How to use the repository

This repository can be used for replicating the results presented in the paper by using the attached jupyter notebook. An explanation can be found in each cell in order to understand how to run them appropriately. A copy of the dataset is provided along with a script that downloads and uncompresses it directly from the authors' repository release.

1. Install dependencies

Depending on your setup, some dependencies may be needed. There are collected in the requirements.txt file and can be installed by running the following command:

pip install -r requirements.txt

2. Downloading the dataset

In order to use the jupyter notebook provided in the code folder, it is necessary to have a working copy of the SymbTr-2.4.3 dataset. One is already provided in the code/dataset folder, otherwise it can be downloaded by running the download_dataset.py script located in the root folder of the repository.

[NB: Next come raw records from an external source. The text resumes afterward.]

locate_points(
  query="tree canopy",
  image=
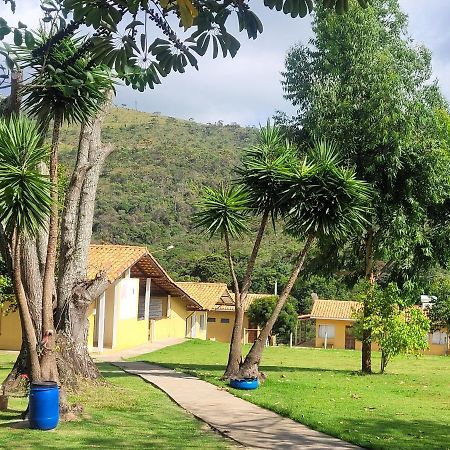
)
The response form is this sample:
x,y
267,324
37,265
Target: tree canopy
x,y
143,40
374,97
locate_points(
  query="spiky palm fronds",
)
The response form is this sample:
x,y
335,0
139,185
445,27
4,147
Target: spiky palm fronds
x,y
331,202
64,80
262,166
24,191
223,211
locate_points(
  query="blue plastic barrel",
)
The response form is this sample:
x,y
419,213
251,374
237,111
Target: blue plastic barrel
x,y
44,405
246,384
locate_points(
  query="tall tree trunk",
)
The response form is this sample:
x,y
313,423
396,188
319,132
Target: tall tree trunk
x,y
384,361
15,99
74,294
235,352
366,348
250,367
25,317
48,358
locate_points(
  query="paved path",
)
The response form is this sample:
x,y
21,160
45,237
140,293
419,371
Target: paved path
x,y
248,424
117,355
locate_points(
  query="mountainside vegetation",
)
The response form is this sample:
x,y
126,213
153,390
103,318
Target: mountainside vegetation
x,y
150,186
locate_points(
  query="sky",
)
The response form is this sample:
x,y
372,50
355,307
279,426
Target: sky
x,y
246,89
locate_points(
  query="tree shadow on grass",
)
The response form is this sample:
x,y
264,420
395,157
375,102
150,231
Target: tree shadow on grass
x,y
109,371
211,368
396,433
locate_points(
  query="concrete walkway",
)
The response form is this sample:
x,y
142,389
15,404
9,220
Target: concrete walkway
x,y
247,424
117,355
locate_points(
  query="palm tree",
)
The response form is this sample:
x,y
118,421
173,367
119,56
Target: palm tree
x,y
24,207
259,174
326,201
65,87
225,211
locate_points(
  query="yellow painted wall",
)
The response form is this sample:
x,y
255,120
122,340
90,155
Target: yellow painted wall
x,y
10,330
339,340
173,326
130,331
222,331
109,316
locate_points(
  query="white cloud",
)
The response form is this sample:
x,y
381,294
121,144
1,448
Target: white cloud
x,y
247,89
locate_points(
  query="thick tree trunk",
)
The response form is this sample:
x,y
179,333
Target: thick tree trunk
x,y
48,358
366,347
250,367
73,293
235,352
74,361
384,361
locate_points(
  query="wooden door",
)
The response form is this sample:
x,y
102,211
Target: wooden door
x,y
349,338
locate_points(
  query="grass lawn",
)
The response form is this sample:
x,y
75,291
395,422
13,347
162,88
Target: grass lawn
x,y
125,412
406,408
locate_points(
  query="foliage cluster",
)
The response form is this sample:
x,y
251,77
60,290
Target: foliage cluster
x,y
395,327
261,309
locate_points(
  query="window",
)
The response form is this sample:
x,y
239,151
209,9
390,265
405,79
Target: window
x,y
155,309
202,322
328,331
439,338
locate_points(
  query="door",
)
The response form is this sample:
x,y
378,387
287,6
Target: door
x,y
349,338
193,326
95,331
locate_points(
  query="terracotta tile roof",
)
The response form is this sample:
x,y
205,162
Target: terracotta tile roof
x,y
334,309
113,259
248,301
116,259
208,295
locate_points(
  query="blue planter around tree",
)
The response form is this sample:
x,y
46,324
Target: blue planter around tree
x,y
246,384
44,405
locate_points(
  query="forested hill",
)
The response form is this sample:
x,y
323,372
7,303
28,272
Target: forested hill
x,y
153,177
150,185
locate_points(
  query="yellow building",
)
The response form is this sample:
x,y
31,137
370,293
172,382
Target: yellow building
x,y
334,327
141,304
334,323
218,303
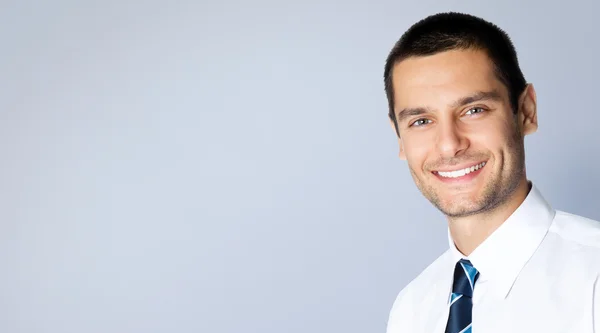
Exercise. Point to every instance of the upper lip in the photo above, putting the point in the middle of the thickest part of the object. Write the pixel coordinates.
(459, 167)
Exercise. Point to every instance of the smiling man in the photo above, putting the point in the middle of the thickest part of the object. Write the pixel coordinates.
(461, 107)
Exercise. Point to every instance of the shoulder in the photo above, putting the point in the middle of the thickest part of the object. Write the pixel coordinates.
(576, 229)
(412, 296)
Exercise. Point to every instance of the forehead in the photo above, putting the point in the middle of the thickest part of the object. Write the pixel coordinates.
(440, 79)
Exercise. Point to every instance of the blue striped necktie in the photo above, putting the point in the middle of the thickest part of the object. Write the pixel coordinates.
(461, 301)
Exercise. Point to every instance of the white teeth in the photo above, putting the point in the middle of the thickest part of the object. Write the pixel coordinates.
(462, 172)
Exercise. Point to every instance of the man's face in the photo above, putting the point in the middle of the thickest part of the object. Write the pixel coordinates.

python download_dataset.py

3. Setting config.ini

The config.ini contains some paths that are used in the provided jupyter notebooks. notation_app_path is the location of the notation software of choice in your computer that is used to display scores. Muse Score is highly recommended as it is free and cross-platform. Additionally, music_xml_path is the path to the MusicXML files used for the analysis. By default it is stored inside the dataset's folder in dataset/SymbTr-2.4.3/MusicXML but you can adapt it to your own needs.

4. Notebook and pre-computed data

Finally, dataset_explorer.ipynb notebook in the code folder contains all the necessary cells to generate the analysis and plot used in the paper directly from the dataset files. Some cells may take several minutes to complete and for this reason, precomputed plots are provided in the precomputed_plots folder.


Structure of the repository

The steps 1 - 4 should contain all the necessary information to explore the data, but here is a quick summary of the folder structure:

  • code: This folder contains the necessary notebooks and custom packages to generate the plots shown in the paper.
    • config.ini: Configuration file with some necessary variables described in (3).
    • dataset: Folder containing the SymbTr-2.4.3 dataset.
    • dataset_explorer.ipynb: Main notebook used to analyse data and generate the plots presented in the paper.
    • packages: A series of classes defined to manipulate the dataset content. Additionally, some JSON and .musicxml files that contain makam and usul definitions are provided.
  • download_dataset.py: Script to download the SymbTr-2.4.3 dataset and put it in the default location.
  • paper: Resulting paper (to be added after peer reviewing).
  • precomputed_plots: Folder containing pre-computed plots shown in the paper. The naming convention of each file is explained in dataset_explorer.ipynb.